The Women’s Center’s mission is lofty. According to our mission statement, the Women’s Center exists “for the equality and dignity of all women, including in religious professions.” The vision that informs the Center’s being is the vision of a world in which the central premises of women’s divinely-created humanity inform daily life and practice — namely:
- each individual woman is an instance of the humanity divinely created in the image of God;
- women as such are full, equal, and constitutive members of the entire humanity divinely created in the image of God;
- humanity as divinely created in the image of God incorporates sexual difference without disparity.
None of those premises is controversial; they all follow straighforwardly from Genesis 1:27; I’d be surprised if any of them would generate much argument. But what they imply, concretely, about how to organize our common life in its gendered dimension is seldom what we as a society — or even as the church — practice. (We still pay women less, or nothing at all, for the work they do; we still listen less attentively to women’s words; we still tolerate a culture in which 1 in 4 women will be the victim of intimate violence during her lifetime; we still ponder whether God said, precisely, “Women should keep silent in the churches”.) That means that there is still work to be done, to bring to light and examine the contradictions between what we say we believe, what we really do believe, and what we also, actually believe and act on, to the detriment of women and finally, of all human beings’ full flourishing.
In different words, there is still work to be done to show how far-reaching and challenging, in practice, it is to take entirely seriously that women’s issues are human issues and human issues are women’s issues.
Of course, the task of the Women’s Center at LPTS is to get busy, pitch in, and do some of that work. But which part of it? I’m chronically reminded of the saying (made famous by the Children’s Defense Fund) “the sea is so wide, and my boat is so small.” There is so much that it would be good to do, it’s sometimes hard to see what to do first.
So I’ve been thinking about the relationship between our mission — which is, really, about changing the world — and our program — which is, really, about keeping the Seminary’s conversation around gender going strong. About keeping the Seminary’s conversation around gender interesting, engaging, provocative, challenging, insightful, probing, inspiring. About making the Seminary’s conversation around gender hopefully, finally, life-altering and practice-transforming.

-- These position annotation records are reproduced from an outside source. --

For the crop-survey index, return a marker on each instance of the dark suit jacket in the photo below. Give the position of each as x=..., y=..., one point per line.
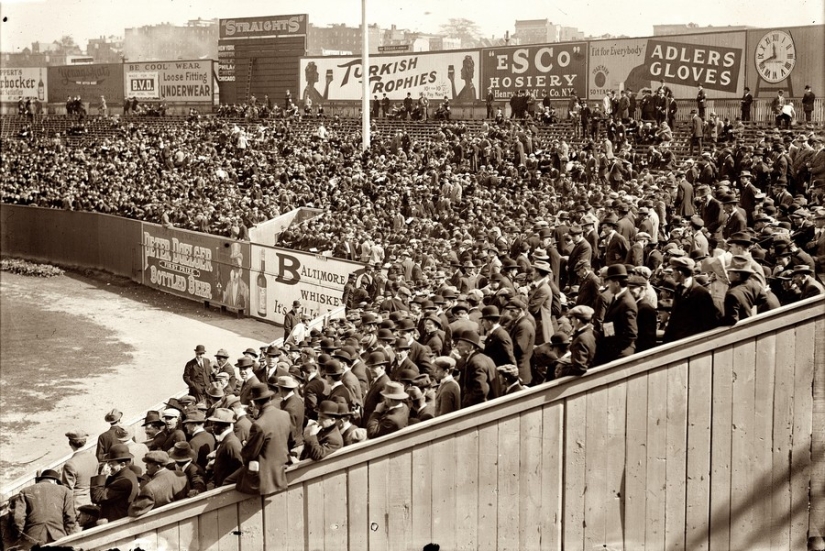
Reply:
x=197, y=377
x=622, y=314
x=164, y=487
x=647, y=322
x=374, y=397
x=499, y=347
x=523, y=334
x=202, y=443
x=114, y=493
x=268, y=445
x=693, y=312
x=294, y=406
x=615, y=250
x=479, y=379
x=318, y=446
x=228, y=459
x=45, y=512
x=388, y=421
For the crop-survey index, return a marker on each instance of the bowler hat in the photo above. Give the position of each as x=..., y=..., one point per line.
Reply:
x=260, y=391
x=394, y=391
x=181, y=451
x=118, y=452
x=490, y=312
x=113, y=416
x=159, y=457
x=244, y=363
x=582, y=312
x=222, y=415
x=48, y=473
x=616, y=271
x=471, y=337
x=285, y=381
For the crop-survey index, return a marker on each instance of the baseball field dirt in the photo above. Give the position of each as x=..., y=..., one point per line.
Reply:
x=74, y=347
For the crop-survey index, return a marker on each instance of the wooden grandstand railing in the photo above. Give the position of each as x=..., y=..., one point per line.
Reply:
x=714, y=442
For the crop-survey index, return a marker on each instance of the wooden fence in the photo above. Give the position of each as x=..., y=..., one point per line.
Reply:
x=715, y=442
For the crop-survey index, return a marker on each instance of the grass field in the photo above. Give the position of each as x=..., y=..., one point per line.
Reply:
x=75, y=346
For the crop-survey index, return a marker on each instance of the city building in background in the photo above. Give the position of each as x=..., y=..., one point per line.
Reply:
x=198, y=39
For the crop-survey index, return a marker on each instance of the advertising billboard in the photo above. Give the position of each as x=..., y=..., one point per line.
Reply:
x=23, y=82
x=281, y=276
x=557, y=69
x=451, y=74
x=88, y=82
x=258, y=27
x=196, y=266
x=682, y=62
x=174, y=81
x=786, y=58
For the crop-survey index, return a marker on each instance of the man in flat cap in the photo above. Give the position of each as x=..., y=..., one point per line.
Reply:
x=693, y=309
x=116, y=486
x=79, y=469
x=618, y=331
x=107, y=439
x=196, y=373
x=392, y=414
x=45, y=511
x=161, y=487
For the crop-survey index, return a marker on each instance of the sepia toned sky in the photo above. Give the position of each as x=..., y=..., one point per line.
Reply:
x=26, y=21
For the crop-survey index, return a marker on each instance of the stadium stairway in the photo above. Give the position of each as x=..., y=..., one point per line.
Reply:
x=713, y=442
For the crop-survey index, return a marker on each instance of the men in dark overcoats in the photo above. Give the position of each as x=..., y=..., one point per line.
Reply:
x=479, y=380
x=161, y=487
x=266, y=452
x=117, y=485
x=196, y=373
x=693, y=309
x=618, y=331
x=45, y=511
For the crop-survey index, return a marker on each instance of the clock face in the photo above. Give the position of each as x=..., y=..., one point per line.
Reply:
x=775, y=56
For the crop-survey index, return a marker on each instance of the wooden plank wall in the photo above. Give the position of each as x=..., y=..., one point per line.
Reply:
x=712, y=451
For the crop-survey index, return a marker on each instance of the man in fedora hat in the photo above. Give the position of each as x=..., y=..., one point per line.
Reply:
x=615, y=245
x=742, y=296
x=153, y=426
x=323, y=437
x=479, y=380
x=377, y=365
x=45, y=511
x=196, y=372
x=78, y=471
x=246, y=371
x=522, y=328
x=182, y=459
x=497, y=342
x=291, y=318
x=805, y=282
x=117, y=485
x=107, y=439
x=226, y=459
x=618, y=331
x=292, y=403
x=693, y=310
x=448, y=393
x=540, y=302
x=199, y=439
x=162, y=486
x=392, y=414
x=509, y=374
x=266, y=453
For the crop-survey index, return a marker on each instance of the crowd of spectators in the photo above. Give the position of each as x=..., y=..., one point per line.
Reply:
x=496, y=258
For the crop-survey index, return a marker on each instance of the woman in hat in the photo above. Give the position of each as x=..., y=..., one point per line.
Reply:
x=44, y=512
x=323, y=437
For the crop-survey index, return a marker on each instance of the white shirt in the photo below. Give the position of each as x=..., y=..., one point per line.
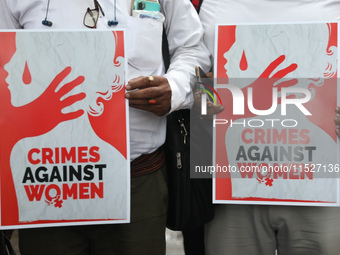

Our mission is to promote the equality and dignity of all women.
Our task — the concrete how, and where, and what, we contribute to that lofty mission — is to cultivate among the teachers and leaders of the church who are called to our neighborhood the radical awareness that women’s issues are human issues and human issues are women’s issues.
Because the church’s mission, too, is to change the world, the way mustard seeds and leaven do, the way the builders of highways through deserts do, in preparation for God’s realm of justice and peace. We want everyone to remember, and to keep on reminding the wider church, and the world to which it is called, that one of the directions for that change lies along this compass point: “the equality and dignity of all women.”